Wasn’t it mere months ago that it seemed like Florida would never have an effective solar industry? The last week has proven, however, how quickly things can change.

In the latest sign that solar is catching on as quickly as Pokemon Go once did, Senator José Javier Rodríguez introduced Senate Bill (SB) 456, which would allow solar-energy producers to sell electricity to users on the property without being labeled as public utilities, as long as the system is under 2.5 MW in capacity.

The distinction could encourage more  small businesses and multi-tenant facilities to install solar systems. Under current Florida law, such systems risked being labeled as public utilities, which would bring them under the regulatory auspices of the Florida Public Service Commission.

The bill was referred to three Senate  subcommittees for consideration: Communications, Energy, and Public Utilities; Community Affairs, and Rules. If it manages to clear these oversight committees, SB 456 would go before the full Senate for a vote.

Florida’s solar industry has come a long way in a relatively short time. As recently as the middle of 2016, solar advocates bemoaned the fact that the state’s solar industry continued struggling to expand beyond its niche market status. Low electricity prices, combined with arcane utility regulations, combined to suppress solar development in the state.

But two high-profile battles during a contentious election season – one pro-solar, one anti-solar – put solar front and center for Floridians, and now it seems they refuse to go backwards.

The two battles were comprised of two constitutional-amendment ballot initiatives. Amendment 4, which passed with overwhelming public support in August, exempted commercial solar installations from being considered in property-tax assessments. Like SB 456, the amendment, which is currently in the early implementation stages, is expected to encourage small businesses to install more solar arrays.

Amendment 1, on the other hand, was a utilities-concocted initiative designed to keep solar-electricity generation firmly in their hands and out of the hands of homeowners who wanted to generate their own power.

As late as August, Amendment 1 seemed destined to pass, but after a series of hilarious missteps by the backers of the amendment in the closing weeks of the campaign, Amendment 1 was rejected overwhelmingly by the voters.

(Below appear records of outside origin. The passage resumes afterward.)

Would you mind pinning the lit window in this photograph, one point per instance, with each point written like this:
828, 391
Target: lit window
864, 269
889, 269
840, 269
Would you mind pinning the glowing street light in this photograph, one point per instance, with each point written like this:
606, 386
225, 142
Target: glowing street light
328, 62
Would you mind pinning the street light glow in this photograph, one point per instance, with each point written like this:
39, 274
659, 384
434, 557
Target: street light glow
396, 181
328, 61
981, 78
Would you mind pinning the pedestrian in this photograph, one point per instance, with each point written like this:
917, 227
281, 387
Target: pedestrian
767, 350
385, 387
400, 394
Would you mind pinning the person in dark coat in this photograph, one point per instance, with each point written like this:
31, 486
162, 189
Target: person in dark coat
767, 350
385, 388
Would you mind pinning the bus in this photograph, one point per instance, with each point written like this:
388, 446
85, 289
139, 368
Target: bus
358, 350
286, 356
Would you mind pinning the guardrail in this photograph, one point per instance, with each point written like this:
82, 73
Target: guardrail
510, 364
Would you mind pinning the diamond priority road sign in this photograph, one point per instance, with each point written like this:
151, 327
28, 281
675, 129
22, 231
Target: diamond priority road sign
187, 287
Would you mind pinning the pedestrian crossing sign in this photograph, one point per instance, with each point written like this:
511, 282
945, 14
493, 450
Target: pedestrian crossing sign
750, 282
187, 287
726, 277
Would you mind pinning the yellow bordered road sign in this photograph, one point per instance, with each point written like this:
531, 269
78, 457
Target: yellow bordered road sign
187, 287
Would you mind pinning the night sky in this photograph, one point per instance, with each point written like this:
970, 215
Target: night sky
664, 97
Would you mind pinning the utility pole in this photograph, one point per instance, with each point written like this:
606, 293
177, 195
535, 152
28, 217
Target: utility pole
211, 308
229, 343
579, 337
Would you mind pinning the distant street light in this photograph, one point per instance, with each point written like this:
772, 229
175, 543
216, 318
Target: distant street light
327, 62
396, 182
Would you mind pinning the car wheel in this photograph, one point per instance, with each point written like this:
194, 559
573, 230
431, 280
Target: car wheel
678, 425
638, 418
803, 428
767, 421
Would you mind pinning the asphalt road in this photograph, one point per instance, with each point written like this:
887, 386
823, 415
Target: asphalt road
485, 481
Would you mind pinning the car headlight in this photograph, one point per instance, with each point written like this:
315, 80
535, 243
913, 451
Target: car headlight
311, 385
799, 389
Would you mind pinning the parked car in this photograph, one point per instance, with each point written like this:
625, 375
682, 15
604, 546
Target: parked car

Ever since, the pro-solar momentum has not slowed down. First, third-party residential solar developer SolarCity (which was subsequently folded into the Tesla brand) moved into the state for the first time. Then two new initiatives – one involving solar co-ops and one involving property-assessed clean energy (PACE) – are being worked on by solar advocates to expand solar’s reach.

And on Monday, Florida Power & Light – the state’s largest utility and one of the backers of the ill-fated Amendment 1 – announced plans to double its utility-scale solar capacity by the end of next year.